Au bout de quelques heures, Taro aperçoit dans le lointain un immense
monument:
--Quel est ce monument? demande-t-il à la tortue.
--C'est le portail du palais, répond-elle.
Et, à mesure qu'ils approchent, le portail semble grandir, et se teinter de

couleurs brillantes.
Ils arrivent enfin. La tortue dépose son cavalier sur du sable, dont
chaque grain est une perle. Le pêcheur peut voir alors que le portail est
en or massif, incrusté de pierreries. Deux énormes dragons en gardent
l'entrée. Ils ont un corps de cheval, une tête et des griffes de lion, des
ailes d'aigle et une queue de serpent. Leur aspect est terrible;
néanmoins, c'est d'un regard plein de douceur qu'ils fixent le nouvel
arrivé.
La tortue seule avait pénétré sous le porche. Elle en sortit bientôt,
accompagnée d'une multitude de poissons. Il y en avait de toutes les
grandeurs et de toutes les formes. Chacune des espèces que renferme
l'Océan était représentée. Ils portaient tous la livrée de la déesse,
couleur d'azur et galons d'argent. Ils s'avancèrent au-devant du pêcheur
et le saluèrent jusqu'à terre, avec toutes les marques de la sympathie et
du respect.
Le brave Taro ne comprenait rien à toutes ces choses; mais, sachant très
bien qu'on ne lui voulait aucun mal, il se laissa faire.
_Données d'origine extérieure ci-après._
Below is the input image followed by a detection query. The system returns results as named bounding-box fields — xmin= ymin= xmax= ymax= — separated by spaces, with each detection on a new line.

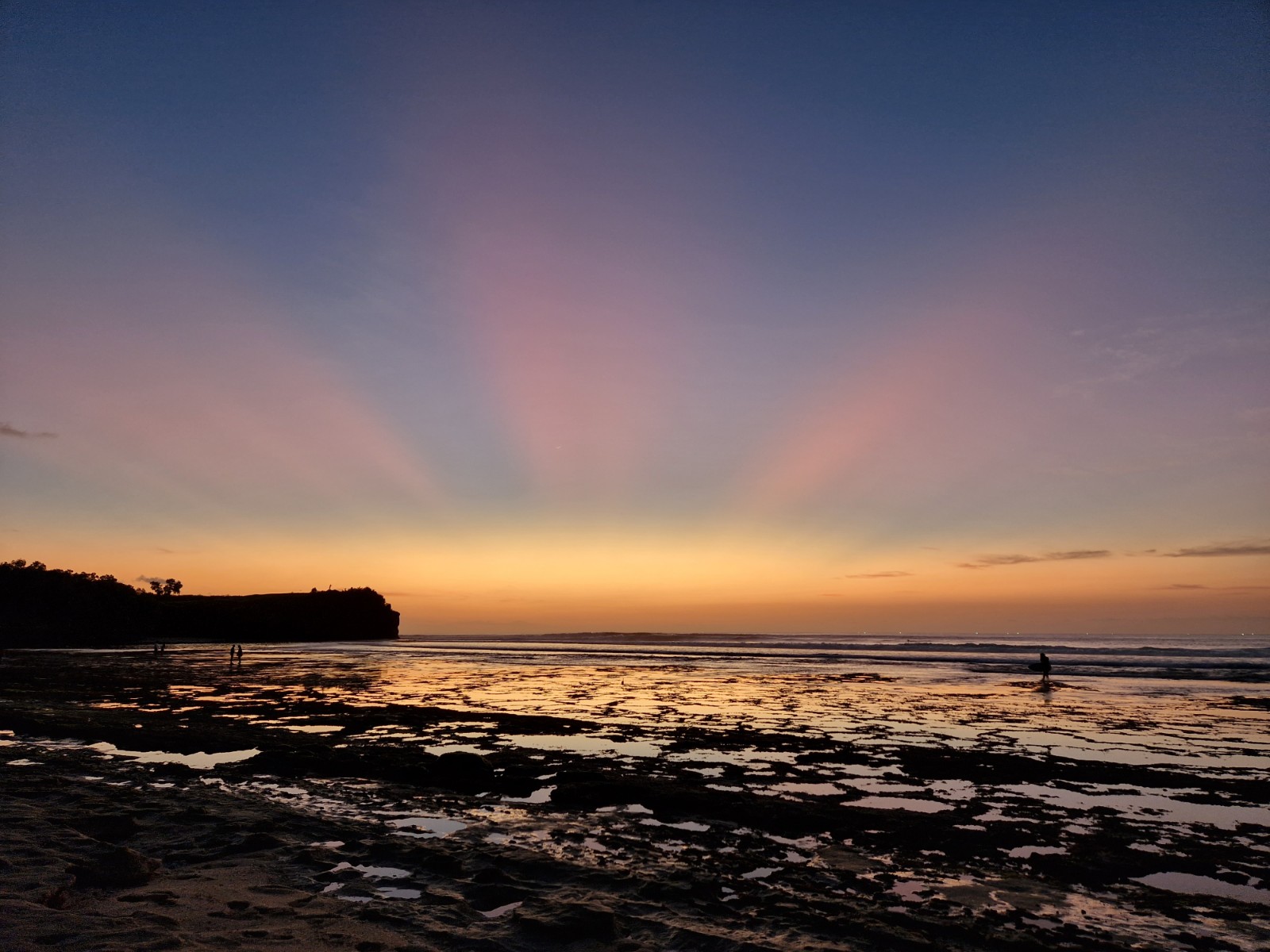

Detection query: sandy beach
xmin=0 ymin=645 xmax=1270 ymax=952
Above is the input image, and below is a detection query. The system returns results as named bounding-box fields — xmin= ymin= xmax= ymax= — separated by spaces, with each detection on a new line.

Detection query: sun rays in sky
xmin=0 ymin=2 xmax=1270 ymax=642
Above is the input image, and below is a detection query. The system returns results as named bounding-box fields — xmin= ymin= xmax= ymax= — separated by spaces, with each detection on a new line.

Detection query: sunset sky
xmin=0 ymin=0 xmax=1270 ymax=633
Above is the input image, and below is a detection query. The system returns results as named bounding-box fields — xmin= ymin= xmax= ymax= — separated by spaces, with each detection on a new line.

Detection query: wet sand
xmin=0 ymin=647 xmax=1270 ymax=950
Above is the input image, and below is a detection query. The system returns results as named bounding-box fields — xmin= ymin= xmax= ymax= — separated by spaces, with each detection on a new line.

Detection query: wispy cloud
xmin=957 ymin=548 xmax=1111 ymax=569
xmin=1160 ymin=582 xmax=1270 ymax=592
xmin=1164 ymin=541 xmax=1270 ymax=559
xmin=0 ymin=423 xmax=57 ymax=440
xmin=1056 ymin=301 xmax=1270 ymax=396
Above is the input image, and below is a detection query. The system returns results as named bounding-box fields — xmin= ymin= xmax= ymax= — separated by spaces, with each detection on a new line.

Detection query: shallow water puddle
xmin=87 ymin=740 xmax=260 ymax=770
xmin=383 ymin=816 xmax=468 ymax=839
xmin=842 ymin=797 xmax=955 ymax=819
xmin=995 ymin=783 xmax=1270 ymax=830
xmin=502 ymin=734 xmax=662 ymax=757
xmin=1133 ymin=872 xmax=1270 ymax=905
xmin=499 ymin=785 xmax=555 ymax=804
xmin=481 ymin=900 xmax=525 ymax=919
xmin=328 ymin=863 xmax=410 ymax=885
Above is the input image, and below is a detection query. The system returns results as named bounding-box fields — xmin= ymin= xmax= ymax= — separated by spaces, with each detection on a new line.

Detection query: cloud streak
xmin=956 ymin=548 xmax=1111 ymax=569
xmin=0 ymin=423 xmax=57 ymax=440
xmin=1164 ymin=542 xmax=1270 ymax=559
xmin=1160 ymin=582 xmax=1270 ymax=592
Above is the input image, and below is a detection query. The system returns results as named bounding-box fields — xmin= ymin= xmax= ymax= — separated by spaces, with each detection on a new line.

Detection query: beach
xmin=0 ymin=636 xmax=1270 ymax=952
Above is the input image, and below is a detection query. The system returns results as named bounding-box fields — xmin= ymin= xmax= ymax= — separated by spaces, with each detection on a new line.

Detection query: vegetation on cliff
xmin=0 ymin=559 xmax=398 ymax=647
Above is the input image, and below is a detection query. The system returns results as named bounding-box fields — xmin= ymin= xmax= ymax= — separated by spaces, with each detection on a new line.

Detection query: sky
xmin=0 ymin=0 xmax=1270 ymax=635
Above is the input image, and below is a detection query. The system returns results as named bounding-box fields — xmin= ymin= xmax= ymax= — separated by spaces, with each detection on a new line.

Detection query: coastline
xmin=0 ymin=647 xmax=1270 ymax=950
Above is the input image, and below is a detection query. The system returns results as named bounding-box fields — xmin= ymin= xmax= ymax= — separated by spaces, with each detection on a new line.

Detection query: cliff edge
xmin=0 ymin=560 xmax=400 ymax=647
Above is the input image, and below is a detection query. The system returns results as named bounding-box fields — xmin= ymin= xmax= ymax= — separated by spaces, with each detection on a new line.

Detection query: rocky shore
xmin=0 ymin=652 xmax=1270 ymax=952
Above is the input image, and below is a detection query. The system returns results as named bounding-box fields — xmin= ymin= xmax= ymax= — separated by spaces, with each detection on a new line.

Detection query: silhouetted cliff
xmin=0 ymin=560 xmax=400 ymax=647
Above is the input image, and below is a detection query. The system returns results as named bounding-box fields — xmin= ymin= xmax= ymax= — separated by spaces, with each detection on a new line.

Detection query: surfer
xmin=1037 ymin=651 xmax=1052 ymax=684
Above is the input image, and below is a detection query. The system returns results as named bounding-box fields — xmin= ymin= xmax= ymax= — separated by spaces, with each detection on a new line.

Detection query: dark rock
xmin=433 ymin=750 xmax=494 ymax=793
xmin=71 ymin=814 xmax=141 ymax=843
xmin=217 ymin=833 xmax=286 ymax=857
xmin=513 ymin=905 xmax=618 ymax=943
xmin=68 ymin=846 xmax=161 ymax=887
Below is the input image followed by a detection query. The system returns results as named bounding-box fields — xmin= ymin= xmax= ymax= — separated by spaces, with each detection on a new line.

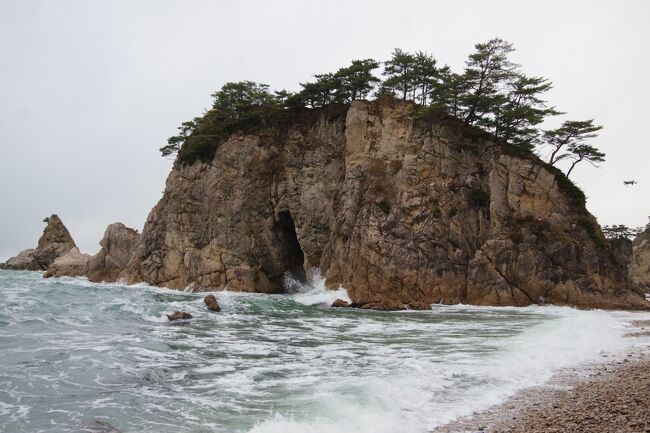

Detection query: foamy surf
xmin=0 ymin=271 xmax=650 ymax=433
xmin=284 ymin=270 xmax=351 ymax=306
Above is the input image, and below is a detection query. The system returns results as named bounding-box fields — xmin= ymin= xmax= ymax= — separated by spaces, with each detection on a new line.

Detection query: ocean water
xmin=0 ymin=271 xmax=648 ymax=433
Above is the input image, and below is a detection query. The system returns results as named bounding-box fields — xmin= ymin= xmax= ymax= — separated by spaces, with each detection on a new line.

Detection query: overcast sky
xmin=0 ymin=0 xmax=650 ymax=260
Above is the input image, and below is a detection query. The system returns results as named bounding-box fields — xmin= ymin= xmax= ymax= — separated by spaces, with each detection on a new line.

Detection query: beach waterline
xmin=0 ymin=271 xmax=648 ymax=433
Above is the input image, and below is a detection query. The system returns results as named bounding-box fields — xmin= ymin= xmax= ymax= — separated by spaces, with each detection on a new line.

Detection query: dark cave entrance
xmin=275 ymin=211 xmax=307 ymax=283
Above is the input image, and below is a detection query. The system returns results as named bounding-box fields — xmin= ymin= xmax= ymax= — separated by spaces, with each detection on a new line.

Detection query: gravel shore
xmin=433 ymin=321 xmax=650 ymax=433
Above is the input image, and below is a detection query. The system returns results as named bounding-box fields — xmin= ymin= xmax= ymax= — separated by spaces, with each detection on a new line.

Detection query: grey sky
xmin=0 ymin=0 xmax=650 ymax=260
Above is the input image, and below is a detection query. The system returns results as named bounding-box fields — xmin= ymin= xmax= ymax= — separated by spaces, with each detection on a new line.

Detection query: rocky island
xmin=6 ymin=98 xmax=649 ymax=309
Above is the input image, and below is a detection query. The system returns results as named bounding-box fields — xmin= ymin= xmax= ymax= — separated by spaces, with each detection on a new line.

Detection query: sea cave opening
xmin=275 ymin=211 xmax=307 ymax=289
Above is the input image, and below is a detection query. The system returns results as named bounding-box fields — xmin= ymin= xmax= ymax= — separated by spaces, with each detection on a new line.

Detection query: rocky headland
xmin=116 ymin=98 xmax=650 ymax=309
xmin=4 ymin=98 xmax=650 ymax=310
xmin=0 ymin=215 xmax=78 ymax=271
xmin=0 ymin=215 xmax=140 ymax=282
xmin=630 ymin=225 xmax=650 ymax=293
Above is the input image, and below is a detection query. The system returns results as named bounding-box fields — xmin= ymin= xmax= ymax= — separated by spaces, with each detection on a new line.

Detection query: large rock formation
xmin=43 ymin=247 xmax=92 ymax=278
xmin=122 ymin=99 xmax=650 ymax=308
xmin=0 ymin=215 xmax=76 ymax=271
xmin=86 ymin=223 xmax=140 ymax=282
xmin=630 ymin=225 xmax=650 ymax=292
xmin=44 ymin=223 xmax=140 ymax=282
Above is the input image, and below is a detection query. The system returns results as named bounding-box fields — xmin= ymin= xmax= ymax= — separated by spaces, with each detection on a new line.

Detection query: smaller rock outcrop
xmin=86 ymin=223 xmax=140 ymax=283
xmin=167 ymin=311 xmax=192 ymax=322
xmin=332 ymin=299 xmax=350 ymax=308
xmin=629 ymin=226 xmax=650 ymax=293
xmin=1 ymin=214 xmax=76 ymax=271
xmin=43 ymin=247 xmax=92 ymax=278
xmin=38 ymin=223 xmax=140 ymax=283
xmin=203 ymin=295 xmax=221 ymax=312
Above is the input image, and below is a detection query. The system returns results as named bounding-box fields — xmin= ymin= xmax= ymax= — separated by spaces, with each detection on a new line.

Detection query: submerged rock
xmin=203 ymin=295 xmax=221 ymax=311
xmin=117 ymin=99 xmax=650 ymax=309
xmin=167 ymin=311 xmax=192 ymax=321
xmin=332 ymin=299 xmax=350 ymax=308
xmin=2 ymin=214 xmax=76 ymax=271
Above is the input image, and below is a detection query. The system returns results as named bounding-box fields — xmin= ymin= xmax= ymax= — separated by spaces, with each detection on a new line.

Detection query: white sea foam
xmin=250 ymin=307 xmax=647 ymax=433
xmin=0 ymin=266 xmax=650 ymax=433
xmin=285 ymin=270 xmax=351 ymax=306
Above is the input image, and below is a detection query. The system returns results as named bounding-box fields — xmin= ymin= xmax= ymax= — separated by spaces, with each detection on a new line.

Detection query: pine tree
xmin=544 ymin=119 xmax=603 ymax=165
xmin=382 ymin=48 xmax=415 ymax=101
xmin=461 ymin=38 xmax=518 ymax=125
xmin=487 ymin=74 xmax=561 ymax=150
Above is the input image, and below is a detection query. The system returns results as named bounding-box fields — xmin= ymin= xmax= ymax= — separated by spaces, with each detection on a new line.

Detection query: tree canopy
xmin=165 ymin=38 xmax=605 ymax=176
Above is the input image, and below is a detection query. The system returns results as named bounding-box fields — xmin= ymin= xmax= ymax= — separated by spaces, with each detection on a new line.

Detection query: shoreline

On le dépouilla de
son costume de pêche, et on le revêtit d'une magnifique robe de soie.
On lui attacha aux pieds des pantoufles de velours; puis un page
charmant, le prenant par la main, l'introduisit dans le palais.
S'appuyant sur une rampe d'ivoire, il monte les sept degrés d'un escalier
de marbre, et arrive devant la porte en bois d'acajou, sur laquelle
scintillent des émeraudes. Elle s'ouvre d'elle-même et Taro pénètre dans
l'appartement de la déesse. C'est une salle immense, dont le plafond en
corail est soutenu par vingt colonnes de cristal. De nombreuses lampes
en vermeil y donnent une douce et brillante lumière. Les parois sont en
marbre parsemé de rubis et de pierreries diverses.
Au milieu de toutes ces merveilles, assise sur un trône de diamant,
ornée de ses plus riches parures, et environnée de toute sa cour, se tient
Otohimé, la déesse de l'Océan. Elle est extraordinairement belle, plus
belle que l'aurore à son lever. Lorsque Taro la vit, elle le contemplait
avec son plus gracieux sourire. Il voulut se prosterner. La déesse ne lui
en laissa pas le temps. Se levant de son trône, elle s'avança vers lui,

majestueuse et aimable, et lui prenant affectueusement les mains:
--Soyez le bienvenu! lui dit-elle. J'ai appris que, hier soir, vous aviez
sauvé la vie à l'un des sujets les plus vénérés de mon empire. J'ai voulu
vous en exprimer de vive voix ma sincère reconnaissance, et voilà la
raison pour laquelle je vous ai fait venir ici.
Taro ne savait que répondre. Il se tut. Alors, sur un signe de la déesse,
on le fit asseoir sur un coussin en soie, cousue de fil d'or. On lui
apporta une petite table en ivoire, sur laquelle étaient posés, dans des
plateaux de vermeil, toutes sortes de mets appétissants. Taro fit un
repas, comme il n'en avait jamais fait depuis qu'il était au monde.